Sciencemadness Discussion Board

Yeast mediated reduction

phendrol - 10-9-2012 at 05:28

US patent 7723065 describes a yeast mediated reduction.

Quote:
Organic compounds, such as precursors for aryl ethylamines such as ephedrine, aryl propylamines such as fluoxetine and propionic acid derivatives such as ibuprofen, naproxen and fenoprofen, are subjected to a yeast mediated reduction conducted in the absence of a solvent. The yeast is moistened with water and contacted with the organic compound. The yeast may then be contacted with an organic solvent to dissolve the product of the reaction into the solvent, and a solid/liquid separation used to separate the product from the yeast.


Does it mean that I can just mix benzaldehyde with almost dry yeast and after a while I'm going to get loads of L-PAC? Sounds to clean and easy to be true... I haven't got any spare aldehydes or ketones to experiment with it at the moment. Anyone read about it or tried it?

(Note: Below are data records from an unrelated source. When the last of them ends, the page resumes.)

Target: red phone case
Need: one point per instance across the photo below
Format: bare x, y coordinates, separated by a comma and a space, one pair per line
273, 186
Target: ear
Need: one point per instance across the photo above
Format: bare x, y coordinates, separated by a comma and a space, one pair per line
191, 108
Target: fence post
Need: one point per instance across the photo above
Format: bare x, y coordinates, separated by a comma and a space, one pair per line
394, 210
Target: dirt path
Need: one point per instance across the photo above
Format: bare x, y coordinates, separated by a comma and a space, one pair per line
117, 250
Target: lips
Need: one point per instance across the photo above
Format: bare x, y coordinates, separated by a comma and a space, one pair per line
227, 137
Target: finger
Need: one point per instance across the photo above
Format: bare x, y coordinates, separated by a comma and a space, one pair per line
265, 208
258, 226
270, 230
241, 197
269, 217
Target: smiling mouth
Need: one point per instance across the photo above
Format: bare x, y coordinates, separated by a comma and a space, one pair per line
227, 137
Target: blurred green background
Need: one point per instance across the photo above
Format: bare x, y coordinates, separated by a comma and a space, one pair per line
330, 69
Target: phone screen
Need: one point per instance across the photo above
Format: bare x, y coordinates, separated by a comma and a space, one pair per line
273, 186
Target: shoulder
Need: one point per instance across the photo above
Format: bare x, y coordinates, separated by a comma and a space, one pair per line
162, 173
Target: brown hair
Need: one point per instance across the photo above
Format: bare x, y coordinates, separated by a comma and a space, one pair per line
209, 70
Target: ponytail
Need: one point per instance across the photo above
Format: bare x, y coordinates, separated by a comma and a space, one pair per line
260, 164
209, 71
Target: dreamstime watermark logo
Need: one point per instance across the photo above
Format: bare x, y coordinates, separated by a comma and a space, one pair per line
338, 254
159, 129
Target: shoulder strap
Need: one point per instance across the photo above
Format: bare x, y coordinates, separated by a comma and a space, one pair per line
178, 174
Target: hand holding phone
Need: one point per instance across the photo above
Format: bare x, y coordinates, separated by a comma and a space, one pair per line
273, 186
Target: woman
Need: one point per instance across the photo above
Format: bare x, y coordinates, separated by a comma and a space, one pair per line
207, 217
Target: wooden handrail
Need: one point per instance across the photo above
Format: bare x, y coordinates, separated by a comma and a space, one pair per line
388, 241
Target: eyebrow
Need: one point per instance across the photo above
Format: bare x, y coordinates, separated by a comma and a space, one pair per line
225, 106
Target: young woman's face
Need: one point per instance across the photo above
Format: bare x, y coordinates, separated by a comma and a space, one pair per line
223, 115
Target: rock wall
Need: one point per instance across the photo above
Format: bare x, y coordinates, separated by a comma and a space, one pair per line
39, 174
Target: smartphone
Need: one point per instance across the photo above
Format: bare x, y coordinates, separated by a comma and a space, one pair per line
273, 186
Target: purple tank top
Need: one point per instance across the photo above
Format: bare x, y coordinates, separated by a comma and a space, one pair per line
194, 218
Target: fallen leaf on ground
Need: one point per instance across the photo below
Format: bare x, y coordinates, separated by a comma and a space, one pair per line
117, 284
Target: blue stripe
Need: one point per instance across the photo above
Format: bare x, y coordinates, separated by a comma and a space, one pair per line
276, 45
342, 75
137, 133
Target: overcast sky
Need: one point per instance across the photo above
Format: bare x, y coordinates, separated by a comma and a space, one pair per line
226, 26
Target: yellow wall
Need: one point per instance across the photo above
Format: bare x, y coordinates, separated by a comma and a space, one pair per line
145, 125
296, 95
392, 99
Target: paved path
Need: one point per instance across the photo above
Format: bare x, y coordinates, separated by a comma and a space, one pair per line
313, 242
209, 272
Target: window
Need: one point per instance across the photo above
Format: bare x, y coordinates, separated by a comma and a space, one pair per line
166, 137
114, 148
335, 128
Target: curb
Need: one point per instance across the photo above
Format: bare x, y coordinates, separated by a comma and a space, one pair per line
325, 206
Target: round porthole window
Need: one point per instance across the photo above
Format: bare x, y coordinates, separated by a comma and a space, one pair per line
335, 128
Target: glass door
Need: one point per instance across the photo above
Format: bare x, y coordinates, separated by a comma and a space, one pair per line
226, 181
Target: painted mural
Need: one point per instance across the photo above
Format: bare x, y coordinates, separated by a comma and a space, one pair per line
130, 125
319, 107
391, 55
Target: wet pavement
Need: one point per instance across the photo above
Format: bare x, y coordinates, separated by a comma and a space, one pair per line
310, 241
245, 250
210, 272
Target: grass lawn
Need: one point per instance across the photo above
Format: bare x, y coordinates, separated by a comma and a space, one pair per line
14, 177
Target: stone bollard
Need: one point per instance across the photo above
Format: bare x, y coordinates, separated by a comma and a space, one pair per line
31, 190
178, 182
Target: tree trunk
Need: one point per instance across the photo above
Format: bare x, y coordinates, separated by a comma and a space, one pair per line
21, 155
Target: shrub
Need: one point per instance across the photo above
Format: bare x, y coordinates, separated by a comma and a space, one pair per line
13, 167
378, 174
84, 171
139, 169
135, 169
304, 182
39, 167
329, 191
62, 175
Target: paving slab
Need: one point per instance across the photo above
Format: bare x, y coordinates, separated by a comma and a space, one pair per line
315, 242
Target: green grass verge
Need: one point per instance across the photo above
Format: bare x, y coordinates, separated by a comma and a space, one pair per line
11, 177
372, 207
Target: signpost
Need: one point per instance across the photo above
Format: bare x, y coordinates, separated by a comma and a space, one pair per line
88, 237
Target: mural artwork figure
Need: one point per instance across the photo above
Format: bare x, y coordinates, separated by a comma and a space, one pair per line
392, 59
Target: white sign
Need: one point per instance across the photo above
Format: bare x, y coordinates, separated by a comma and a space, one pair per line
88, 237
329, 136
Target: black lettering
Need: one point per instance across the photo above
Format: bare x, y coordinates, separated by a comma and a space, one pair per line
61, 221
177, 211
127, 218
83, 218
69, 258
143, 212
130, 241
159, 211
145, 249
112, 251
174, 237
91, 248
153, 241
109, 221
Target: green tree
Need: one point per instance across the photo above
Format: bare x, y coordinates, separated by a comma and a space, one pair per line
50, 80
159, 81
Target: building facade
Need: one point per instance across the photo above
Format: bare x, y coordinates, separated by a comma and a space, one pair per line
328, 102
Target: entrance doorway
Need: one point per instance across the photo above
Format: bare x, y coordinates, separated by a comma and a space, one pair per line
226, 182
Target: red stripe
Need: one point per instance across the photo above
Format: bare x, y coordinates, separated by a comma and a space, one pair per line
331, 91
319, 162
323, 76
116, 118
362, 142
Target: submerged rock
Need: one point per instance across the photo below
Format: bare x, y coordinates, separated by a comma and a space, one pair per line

bbartlog - 10-9-2012 at 18:15

You are confused. Benzaldehyde can be used as a feedstock for yeast-based synthesis of phenylacetylcarbinol, but this is some sort of enzymatically catalyzed condensation reaction involving fermentation (and pyruvates). The patent you mention describes a reduction of various substrates, without any fermentation. I suppose the yeast itself functions as a reducing agent. I would be rather skeptical of its value anyway; it covers some huge class of compounds via the usual combinatoric language (choose moieties R8 R9 and R10 from blah blah blah, etc.) without much guidance as to actual feasibility, yields, etc.